場は、おおよそ軽自動車1〜2台くらいだそうです。厳密に言うと、これらは不正な資金の流れであったかもしれません。

ただお金の移動が、組織の外から中や、中から外ではなく、組織の中で完結してしまうお金の移動であったので、表に出ることが少なかったのかもしれません。

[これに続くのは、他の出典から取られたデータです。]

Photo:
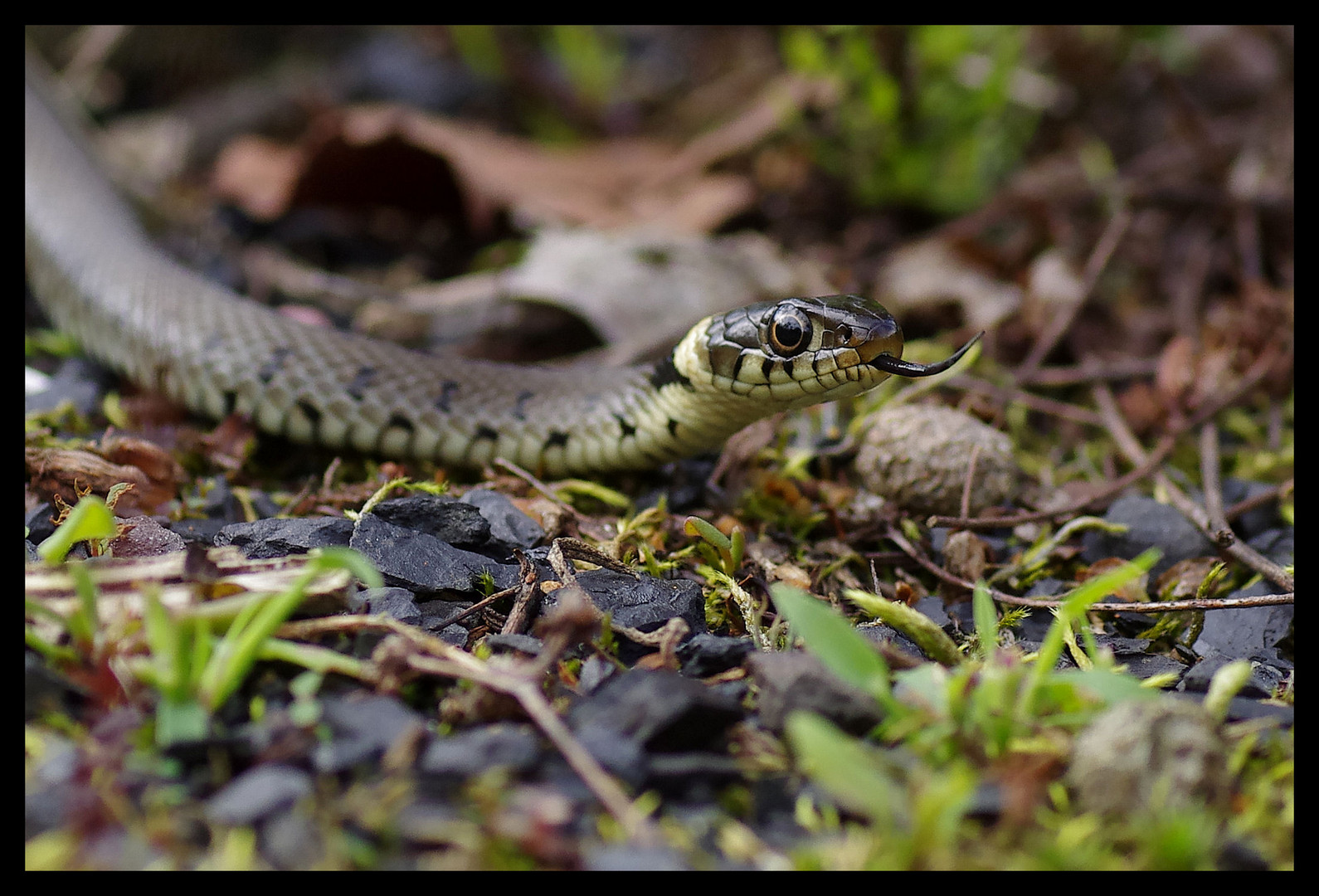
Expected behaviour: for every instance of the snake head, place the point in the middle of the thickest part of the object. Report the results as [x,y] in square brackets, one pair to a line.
[801,351]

今現在では、このようなお金を包むと言う習慣はほとんど聞きません。

もし裏切り者の医局員がいたとして、この事実をパワハラとして大学の部局や週刊誌などに訴えてしまえば、おそらく金銭に対する無言の強要ということで、相当な処分を受けるでしょう。

今の時代は、なかなかやりにくいのかもしれません。

結婚式における金銭の授受

医局が絡むような結婚式においても、金銭の授受が、その後出世に影響したと言われたこともありました。

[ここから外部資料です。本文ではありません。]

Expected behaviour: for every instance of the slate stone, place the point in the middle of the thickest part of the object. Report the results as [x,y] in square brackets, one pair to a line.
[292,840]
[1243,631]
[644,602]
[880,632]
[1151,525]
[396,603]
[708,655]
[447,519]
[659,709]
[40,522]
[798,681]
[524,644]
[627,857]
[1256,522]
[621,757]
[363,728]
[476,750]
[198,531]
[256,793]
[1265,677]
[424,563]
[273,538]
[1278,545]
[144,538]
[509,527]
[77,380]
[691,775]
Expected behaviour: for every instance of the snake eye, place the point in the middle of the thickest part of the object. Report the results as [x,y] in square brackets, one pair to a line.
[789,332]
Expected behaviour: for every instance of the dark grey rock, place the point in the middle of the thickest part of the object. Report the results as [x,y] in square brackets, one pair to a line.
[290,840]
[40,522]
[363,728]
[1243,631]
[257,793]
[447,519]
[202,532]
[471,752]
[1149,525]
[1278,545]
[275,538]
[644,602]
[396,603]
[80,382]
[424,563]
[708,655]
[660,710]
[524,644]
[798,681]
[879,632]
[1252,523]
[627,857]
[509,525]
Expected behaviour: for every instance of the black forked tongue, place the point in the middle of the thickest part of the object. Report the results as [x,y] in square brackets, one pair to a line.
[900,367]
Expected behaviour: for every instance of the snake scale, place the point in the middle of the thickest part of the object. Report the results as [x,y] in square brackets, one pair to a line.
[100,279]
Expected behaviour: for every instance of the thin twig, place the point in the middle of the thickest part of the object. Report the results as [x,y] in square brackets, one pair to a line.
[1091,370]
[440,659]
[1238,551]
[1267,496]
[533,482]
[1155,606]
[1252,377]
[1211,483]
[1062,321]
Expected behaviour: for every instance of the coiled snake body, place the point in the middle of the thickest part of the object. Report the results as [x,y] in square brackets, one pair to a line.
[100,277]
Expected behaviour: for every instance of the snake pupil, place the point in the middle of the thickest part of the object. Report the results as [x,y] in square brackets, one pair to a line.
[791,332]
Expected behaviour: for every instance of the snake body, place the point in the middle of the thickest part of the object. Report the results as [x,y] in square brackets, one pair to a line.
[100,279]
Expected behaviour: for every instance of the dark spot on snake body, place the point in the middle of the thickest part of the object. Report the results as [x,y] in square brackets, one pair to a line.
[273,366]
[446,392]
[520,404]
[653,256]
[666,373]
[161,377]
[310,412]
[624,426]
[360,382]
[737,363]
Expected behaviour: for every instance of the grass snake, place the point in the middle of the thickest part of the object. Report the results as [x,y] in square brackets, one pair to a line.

よく言われるのは、結婚式でのスピーチをする教授に対して多額の金銭を支払い、その金銭のうちの一部をご祝儀として新郎新婦に渡すと言うやり方です。

このようなシステムを取ることで、忙しい教授が結婚式にやってくる口実になりますし、新郎新婦としても過大な気を使う必要がなくなります。お金で招待しているということですからね。

最近ではそのようなしきたりも下火に

10年位前に結婚した先輩の話を聞くと、そういうようなしきたりはもう既になかったようです。特に医局に対して金銭を支払ったという事実もないようですね。

ただこれが20世紀の、有力な大学病院の医局においては、ごく当たり前に行われていたようです。

この習慣も、お金の流れが組織の内側で完結してしまうので、あまり表に出てくることはないのかもしれません。

崇学位審査のときのお金の流れと同様に、パワハラだと言って本気になって訴えれば、辛くお金を受け取ったのは処分されてしまうでしょうね。

そういう意味では、若手医師にとっては良い時代になったと思います。

医局内の人間関係もゆるやかに

少し前までは、金銭の授受が公然と行われる位でありましたから。医局内の普段の仕事における上下関係というのは、相当なものであったことが想像されます。

勤務する病院や仕事の内容について、医局員が教授や医局長に逆らうことはできなかったでしょうし、治療方針についても同様でしょう。

自由闊達に意見を言えるような環境が求められる

ただ医学というのは、突き詰めるとサイエンスであり、誰もが自由に発言できる環境というのは非常に重要です。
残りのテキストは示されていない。